И все удовольствие пренебрегать опасностью, сражаться геройски потускнело в его глазах. Из любви к мундиру он делал попытку помечтать о преимуществах военной службы.
«Получать чины, ордена, деньги А почему бы, сразу подумал он, не пограбить немца или испанца, как N. или как N.?»
Оттопырив губу с видом глубокого презрения, он уронил сигарету на прекрасный ковер, подарок матери; он поспешно поднял ее; это был уже другой человек: отвращения к войне не было и в помине.
«Ба, сказал он себе, никогда ни Россия, ни другие деспотии не простят нам Трех дней[8]. Значит, сражаться будет прекрасно»
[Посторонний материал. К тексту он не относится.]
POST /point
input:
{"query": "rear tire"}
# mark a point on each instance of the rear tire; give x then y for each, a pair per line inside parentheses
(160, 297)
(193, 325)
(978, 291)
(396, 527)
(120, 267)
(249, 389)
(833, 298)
Убедившись в том, что ему не страшно унизительное общение с любителями выдач из казны, он снова перевел взор на кушетку, на которой военный портной разложил мундир корнета. Он представлял себе войну по артиллерийским упражнениям в Венсенском лесу
«Быть может, получу рану!» И он уже видел, как его переносят в хижину, где-нибудь в Швабии или в Италии; прелестная юная девушка, чьей речи он не понимает, ухаживает за ним, сначала из человеколюбия, потом Когда же двадцатилетнее воображение исчерпало все счастливые картины любви к простодушной и свежей крестьянке, перед ним возник образ молодой женщины, близкой ко двору и сосланной на берег Сезии угрюмым мужем. Сперва она присылает своего лакея с корпией для раненого юноши, а несколько дней спустя появляется сама под руку с сельским священником.
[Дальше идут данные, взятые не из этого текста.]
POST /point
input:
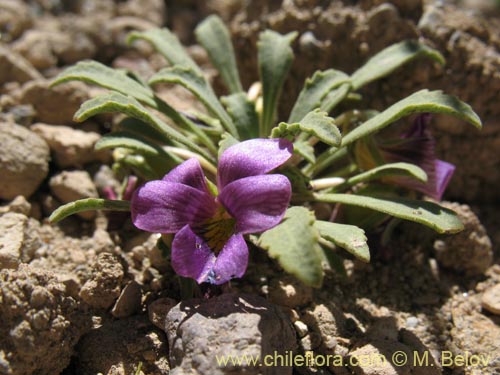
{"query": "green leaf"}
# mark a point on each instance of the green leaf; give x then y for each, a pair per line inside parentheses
(391, 58)
(348, 237)
(315, 89)
(315, 123)
(335, 97)
(275, 59)
(101, 75)
(168, 45)
(244, 115)
(98, 74)
(141, 128)
(421, 101)
(227, 140)
(213, 35)
(304, 149)
(198, 85)
(116, 102)
(89, 204)
(392, 169)
(441, 219)
(294, 244)
(132, 142)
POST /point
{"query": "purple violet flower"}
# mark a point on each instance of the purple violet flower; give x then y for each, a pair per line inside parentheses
(417, 146)
(208, 245)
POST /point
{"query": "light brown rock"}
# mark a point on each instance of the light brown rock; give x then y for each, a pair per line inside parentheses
(40, 324)
(71, 147)
(469, 251)
(55, 105)
(18, 205)
(491, 299)
(129, 301)
(24, 161)
(69, 186)
(19, 239)
(118, 346)
(15, 17)
(288, 291)
(158, 310)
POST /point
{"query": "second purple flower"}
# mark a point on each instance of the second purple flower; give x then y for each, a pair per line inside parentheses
(209, 245)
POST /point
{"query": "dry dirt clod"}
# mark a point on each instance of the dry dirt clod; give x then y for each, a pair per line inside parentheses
(71, 147)
(288, 291)
(56, 105)
(491, 300)
(14, 68)
(129, 301)
(117, 347)
(69, 186)
(18, 205)
(24, 161)
(104, 287)
(158, 310)
(469, 251)
(40, 324)
(18, 239)
(200, 330)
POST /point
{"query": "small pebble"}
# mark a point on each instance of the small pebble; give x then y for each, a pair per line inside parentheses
(412, 322)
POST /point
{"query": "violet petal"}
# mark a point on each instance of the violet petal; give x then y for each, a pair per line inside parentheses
(258, 203)
(165, 207)
(251, 158)
(191, 256)
(188, 173)
(443, 174)
(231, 262)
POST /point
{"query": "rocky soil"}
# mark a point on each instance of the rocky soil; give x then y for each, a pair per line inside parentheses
(78, 298)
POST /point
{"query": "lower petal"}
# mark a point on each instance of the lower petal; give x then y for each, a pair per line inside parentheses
(191, 256)
(231, 262)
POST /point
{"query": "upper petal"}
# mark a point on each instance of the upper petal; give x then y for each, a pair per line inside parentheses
(166, 207)
(231, 262)
(251, 158)
(191, 256)
(188, 173)
(258, 203)
(443, 174)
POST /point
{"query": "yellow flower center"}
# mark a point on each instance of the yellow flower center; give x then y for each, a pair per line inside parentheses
(217, 230)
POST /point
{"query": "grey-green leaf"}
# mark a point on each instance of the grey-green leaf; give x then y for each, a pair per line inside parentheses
(213, 35)
(441, 219)
(275, 58)
(335, 96)
(244, 115)
(316, 123)
(348, 237)
(198, 85)
(304, 149)
(116, 102)
(391, 58)
(168, 45)
(132, 142)
(294, 244)
(99, 74)
(421, 101)
(315, 89)
(392, 169)
(227, 140)
(89, 204)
«Но нет, продолжал Люсьен, нахмурив брови и внезапно вспомнив о шутках, которыми его со вчерашнего дня донимал господин Левен, я буду воевать только с сигарами; я стану одним из почетных завсегдатаев военного кафе в унылом гарнизоне плохо мощенного городишки; в качестве вечерних развлечений у меня будет несколько партий на бильярде и несколько бутылок пива да иногда по утрам пустая перепалка с грязными, умирающими с голоду рабочими В лучшем случае я буду убит, как Пирр[9], ночным горшком (неприятный сюрприз!), брошенным из окна шестого этажа беззубой старухой. Какая слава! Моя душа окажется в довольно нелепом положении, когда на том свете я буду представлен Наполеону.
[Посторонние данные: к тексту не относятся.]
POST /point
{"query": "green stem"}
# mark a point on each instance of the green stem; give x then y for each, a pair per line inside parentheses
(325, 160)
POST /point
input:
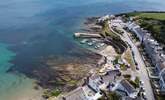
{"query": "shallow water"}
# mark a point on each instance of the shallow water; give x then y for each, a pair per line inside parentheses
(34, 29)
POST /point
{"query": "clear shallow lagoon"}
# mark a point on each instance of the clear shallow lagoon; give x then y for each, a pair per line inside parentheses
(31, 29)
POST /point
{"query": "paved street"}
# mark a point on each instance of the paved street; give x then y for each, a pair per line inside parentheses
(141, 65)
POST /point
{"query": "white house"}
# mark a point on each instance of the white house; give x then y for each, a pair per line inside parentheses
(124, 85)
(94, 82)
(162, 80)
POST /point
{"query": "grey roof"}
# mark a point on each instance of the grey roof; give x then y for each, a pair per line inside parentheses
(162, 65)
(129, 88)
(110, 76)
(140, 31)
(163, 76)
(94, 77)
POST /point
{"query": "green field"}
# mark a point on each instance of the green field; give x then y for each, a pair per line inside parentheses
(154, 22)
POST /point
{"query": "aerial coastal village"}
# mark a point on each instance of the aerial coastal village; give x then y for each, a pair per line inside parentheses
(134, 69)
Без сомнения, скажет он, вы умирали с голоду, раз взялись за это ремесло? Нет, генерал, я думал, что подражаю вам. И Люсьен громко расхохотался. Наши правители чувствуют себя слишком непрочно, чтобы у них хватило смелости затеять настоящую войну; в одно прекрасное утро из рядов может выступить какой-нибудь капрал вроде Гоша, который обратится к солдатам с призывом: Друзья мои, идем на Париж и изберем первого консула, который не позволит глумиться над собой Николаю.